Based on language, use the appropriate test agent when available:

- Go → `go-tests`
- Python → `py-tests`
- TypeScript → `ts-tests`
- Web → `web-tests`

Focus findings on:

- tests coupled to private helpers or call counts
- tests that should be table-driven / parametrized / `test.each`
- duplicate scenarios
- weak mocks (`mock.Anything`, unspecced mocks, untyped `vi.fn`) hiding real behavior
- missing success, error, and edge cases on business logic
- no usable seam for testing real behavior

## Phase 5: Apply Improvements

For refactoring brittle private-helper tests, state the public behavior surface first. Example: `create_user(payload)` is the primary test surface; `_normalize_user_payload()` is not. Replace duplicate helper tests and internal call-count assertions with behavior checks through the public API. Mock only system boundaries. Delete shallow duplicates once the public behavior tests cover them.

Preferred consolidation patterns:

- **Go** — table-driven with `t.Run(tc.name, ...)`
- **Python** — `@pytest.mark.parametrize` with `pytest.param()`
- **TypeScript** — `it.each([{ input, expected, name }])`

Extract helpers only after 3+ repetitions and only when the helper improves readability. Hide setup noise; do not hide the behavior under test.

## Phase 6: Verify and Report

Run and name the relevant verification command for the project. Examples:

```bash
go test ./...
pytest -v
bun test
```

For Python, mention `pytest` or the project-specific equivalent explicitly.
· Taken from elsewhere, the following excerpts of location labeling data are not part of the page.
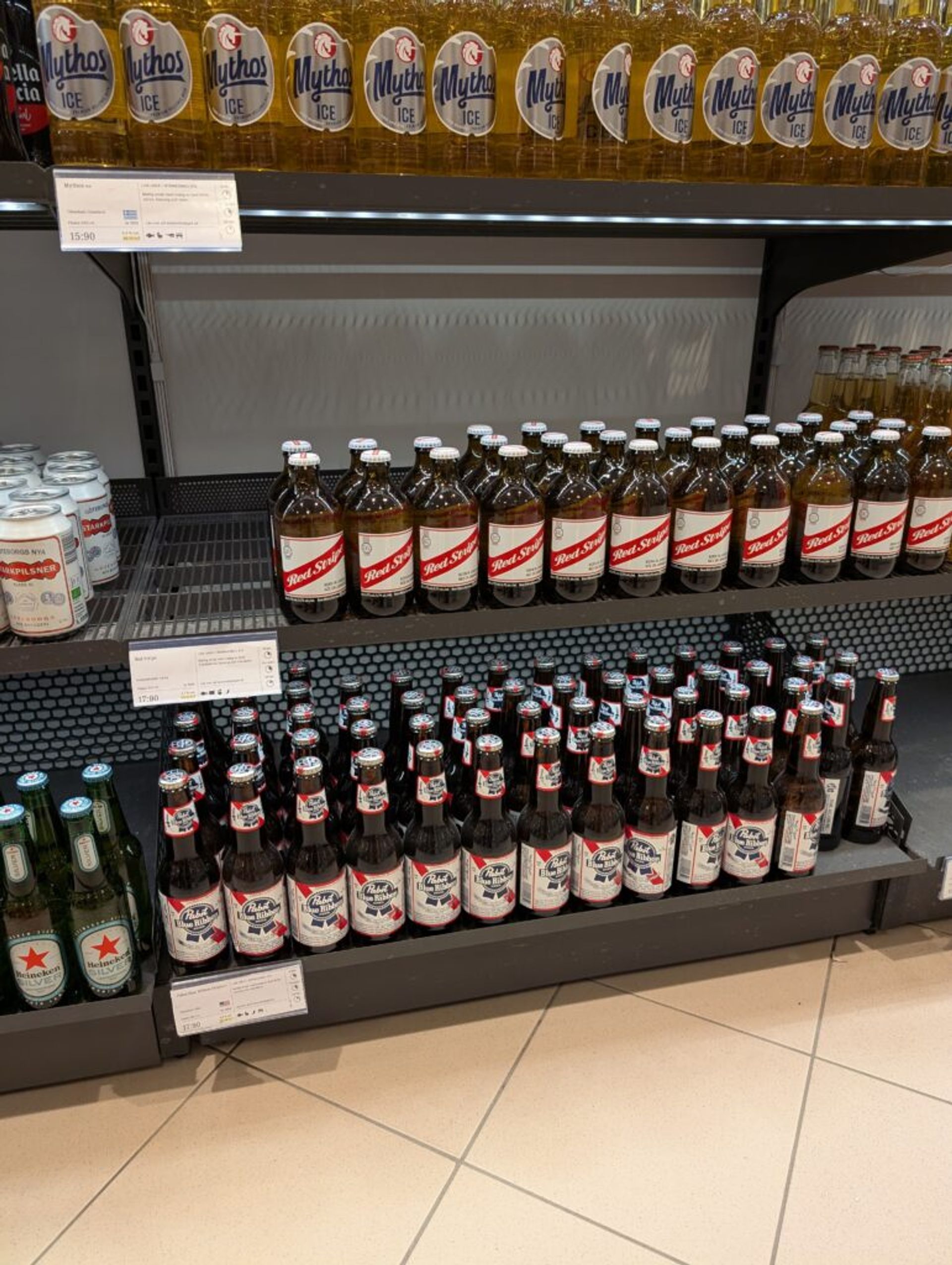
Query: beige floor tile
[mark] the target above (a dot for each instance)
(775, 994)
(653, 1123)
(889, 1009)
(60, 1145)
(254, 1171)
(519, 1229)
(873, 1183)
(409, 1071)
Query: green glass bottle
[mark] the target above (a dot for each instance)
(120, 849)
(99, 912)
(35, 944)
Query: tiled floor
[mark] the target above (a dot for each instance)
(790, 1107)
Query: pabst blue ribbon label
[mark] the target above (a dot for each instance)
(239, 71)
(670, 89)
(544, 877)
(195, 925)
(79, 72)
(700, 853)
(449, 557)
(730, 100)
(159, 70)
(515, 555)
(395, 81)
(639, 546)
(540, 89)
(596, 868)
(488, 886)
(908, 103)
(386, 562)
(319, 911)
(465, 85)
(850, 103)
(611, 90)
(40, 971)
(320, 77)
(701, 539)
(258, 920)
(313, 567)
(765, 537)
(788, 104)
(878, 528)
(377, 903)
(749, 847)
(826, 533)
(649, 861)
(107, 955)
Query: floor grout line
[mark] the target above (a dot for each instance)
(123, 1167)
(580, 1216)
(796, 1146)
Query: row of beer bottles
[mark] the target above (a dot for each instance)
(554, 90)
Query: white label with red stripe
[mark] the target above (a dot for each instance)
(386, 562)
(515, 553)
(649, 861)
(597, 868)
(701, 539)
(577, 548)
(319, 911)
(639, 546)
(433, 891)
(799, 840)
(930, 525)
(544, 877)
(878, 529)
(258, 921)
(826, 533)
(377, 903)
(195, 925)
(313, 567)
(765, 537)
(449, 557)
(749, 847)
(875, 797)
(488, 886)
(700, 853)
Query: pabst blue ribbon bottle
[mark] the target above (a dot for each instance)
(378, 533)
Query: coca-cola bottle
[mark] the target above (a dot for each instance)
(702, 507)
(316, 878)
(544, 834)
(821, 514)
(310, 538)
(702, 811)
(652, 825)
(930, 530)
(751, 805)
(375, 859)
(640, 528)
(576, 534)
(447, 538)
(431, 862)
(762, 518)
(882, 509)
(512, 533)
(598, 826)
(378, 533)
(490, 853)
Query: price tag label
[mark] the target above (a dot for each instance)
(238, 997)
(195, 670)
(109, 210)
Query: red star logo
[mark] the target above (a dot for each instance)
(107, 947)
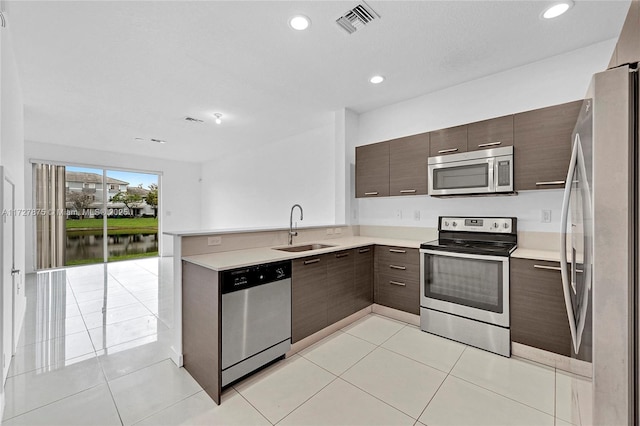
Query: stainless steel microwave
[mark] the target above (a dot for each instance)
(476, 172)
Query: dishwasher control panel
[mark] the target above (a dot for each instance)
(251, 276)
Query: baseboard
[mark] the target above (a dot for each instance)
(392, 313)
(1, 403)
(571, 365)
(327, 331)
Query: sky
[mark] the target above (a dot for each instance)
(133, 178)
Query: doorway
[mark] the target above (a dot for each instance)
(8, 294)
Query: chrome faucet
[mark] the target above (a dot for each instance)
(293, 233)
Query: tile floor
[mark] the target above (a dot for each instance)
(80, 364)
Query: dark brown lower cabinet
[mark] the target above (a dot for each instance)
(308, 296)
(538, 312)
(363, 277)
(340, 285)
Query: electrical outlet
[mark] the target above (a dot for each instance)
(214, 241)
(545, 216)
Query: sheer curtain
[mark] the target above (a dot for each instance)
(50, 217)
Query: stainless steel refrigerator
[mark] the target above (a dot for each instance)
(599, 238)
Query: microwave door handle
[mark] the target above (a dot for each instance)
(491, 174)
(564, 217)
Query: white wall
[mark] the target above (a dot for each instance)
(552, 81)
(179, 185)
(253, 189)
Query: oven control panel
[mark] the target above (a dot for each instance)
(499, 225)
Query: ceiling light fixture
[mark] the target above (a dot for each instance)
(299, 22)
(557, 9)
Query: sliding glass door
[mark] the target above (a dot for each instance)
(100, 215)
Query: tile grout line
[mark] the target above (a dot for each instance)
(442, 383)
(504, 396)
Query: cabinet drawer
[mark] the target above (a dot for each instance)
(448, 141)
(542, 146)
(538, 312)
(397, 255)
(308, 296)
(487, 134)
(372, 170)
(408, 165)
(402, 294)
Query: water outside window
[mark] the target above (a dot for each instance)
(127, 201)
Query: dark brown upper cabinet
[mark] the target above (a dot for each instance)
(542, 146)
(448, 141)
(309, 297)
(538, 312)
(408, 165)
(487, 134)
(372, 170)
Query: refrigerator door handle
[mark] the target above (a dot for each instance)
(564, 218)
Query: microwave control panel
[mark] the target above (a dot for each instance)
(502, 225)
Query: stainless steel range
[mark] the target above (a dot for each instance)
(464, 277)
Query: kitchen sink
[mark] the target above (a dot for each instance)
(305, 247)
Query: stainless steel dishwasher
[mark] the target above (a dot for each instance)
(256, 317)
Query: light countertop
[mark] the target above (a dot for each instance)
(240, 258)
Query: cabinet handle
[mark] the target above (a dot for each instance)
(553, 182)
(483, 145)
(402, 268)
(554, 268)
(444, 151)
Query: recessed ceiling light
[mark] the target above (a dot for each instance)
(557, 9)
(299, 22)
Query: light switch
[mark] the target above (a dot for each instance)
(545, 217)
(214, 241)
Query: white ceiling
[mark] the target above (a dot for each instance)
(97, 74)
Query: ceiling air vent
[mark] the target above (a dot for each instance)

For refactor plans in Python projects, include `pytest -v` or the repository's configured `uv run pytest` command by name instead of only saying "run tests." For other stacks, name the equivalent test command instead of saying only "tests passed."

Output:

```text
TEST IMPROVEMENT COMPLETE
=========================
Mode: review | refactor | coverage | tdd | full
Tests changed: N
Waste removed: N
Coverage: before → after (if measured)

Key improvements:
- file:line — change

Verification:
- <command> — pass/fail
```

If no tests or framework exist, report that and ask before creating a new testing stack.